SSE is the default for progress updates:

 SSE                           WebSockets
 ───                           ──────────
 HTTP/2 multiplexed            Separate protocol
 Auto-reconnect built in       Manual reconnect logic
 Works through proxies         Proxy support varies
 One-way (server → client)     Bidirectional
 ~10 lines of code             ~50 lines + heartbeat

Client sends data with regular POST. Server pushes updates over SSE.

sequenceDiagram
    participant B as Browser
    participant S as Server
    participant W as Worker

    B->>S: POST /api/start-job
    S->>W: enqueue(job)
    S-->>B: 202 Accepted + job_id

    B->>S: GET /api/stream/{job_id}
    Note over B,S: SSE connection opens

    W-->>S: progress: 25%
    S-->>B: event: progress\ndata: 25

    W-->>S: progress: 100%
    S-->>B: event: complete\ndata: {result}

The Frontend

React with Vite (SPAs) or Next.js (SSR/SSG). Tailwind for styling. No component library.

src/
  components/     # UI primitives
  pages/          # route-level components
  lib/            # API client, utilities
  hooks/          # useSSE, useAuth, etc.

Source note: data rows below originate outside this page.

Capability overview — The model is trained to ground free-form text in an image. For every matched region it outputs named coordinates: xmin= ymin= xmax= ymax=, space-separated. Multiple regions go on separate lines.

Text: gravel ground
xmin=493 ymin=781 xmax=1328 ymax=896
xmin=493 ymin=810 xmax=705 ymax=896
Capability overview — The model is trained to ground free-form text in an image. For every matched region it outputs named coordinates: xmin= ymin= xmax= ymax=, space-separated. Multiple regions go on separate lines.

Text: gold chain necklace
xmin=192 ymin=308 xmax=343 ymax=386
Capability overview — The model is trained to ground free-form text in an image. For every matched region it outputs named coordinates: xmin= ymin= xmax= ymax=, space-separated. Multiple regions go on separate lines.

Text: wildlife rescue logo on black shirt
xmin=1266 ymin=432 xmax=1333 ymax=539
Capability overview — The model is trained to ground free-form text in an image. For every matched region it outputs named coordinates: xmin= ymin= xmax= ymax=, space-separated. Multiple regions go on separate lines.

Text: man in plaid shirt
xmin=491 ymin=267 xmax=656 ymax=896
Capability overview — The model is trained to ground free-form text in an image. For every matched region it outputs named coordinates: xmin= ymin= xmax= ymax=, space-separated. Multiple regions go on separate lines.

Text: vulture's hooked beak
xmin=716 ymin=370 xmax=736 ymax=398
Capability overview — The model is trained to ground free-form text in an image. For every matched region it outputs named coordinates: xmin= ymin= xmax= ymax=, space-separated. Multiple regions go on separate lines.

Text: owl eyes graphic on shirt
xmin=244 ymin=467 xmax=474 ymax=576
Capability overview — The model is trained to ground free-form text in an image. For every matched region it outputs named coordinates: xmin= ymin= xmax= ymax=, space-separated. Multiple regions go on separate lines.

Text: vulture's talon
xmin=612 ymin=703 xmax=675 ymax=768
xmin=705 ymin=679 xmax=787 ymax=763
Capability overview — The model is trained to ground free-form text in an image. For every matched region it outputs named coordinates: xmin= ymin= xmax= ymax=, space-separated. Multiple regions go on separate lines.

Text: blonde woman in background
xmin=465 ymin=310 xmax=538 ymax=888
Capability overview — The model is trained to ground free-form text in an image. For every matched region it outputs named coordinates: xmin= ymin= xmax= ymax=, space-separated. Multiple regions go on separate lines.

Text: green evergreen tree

The useSSE hook is the most reused piece:

function useSSE<T>(url: string | null) {
  const [data, setData] = useState<T | null>(null);

  useEffect(() => {
    if (!url) return;
    const source = new EventSource(url);
    source.onmessage = (e) => setData(JSON.parse(e.data));
    return () => source.close();
  }, [url]);

  return data;
}

The wrapper is small and covers most one-way update flows.

Auth is JWT: short-lived access tokens, refresh tokens in httpOnly cookies. For projects that don't need it, I skip auth entirely.

Deployment

 LOCAL DEV          STAGING              PRODUCTION
 ─────────          ───────              ──────────
 uvicorn            Docker on EC2        Docker on EC2
 SQLite file        SQLite file          SQLite + S3 backup
 npm run dev        nginx reverse proxy  nginx + SSL
                    GitHub Actions CD    GitHub Actions CD

One Dockerfile, one nginx config, one GitHub Actions workflow. No Kubernetes. A single EC2 instance is enough for the current project scale.

When This Breaks Down

This stack has limits. SQLite's single writer becomes a bottleneck under high write concurrency. SSE holds a connection per client. Python's GIL blocks the event loop on CPU-heavy work.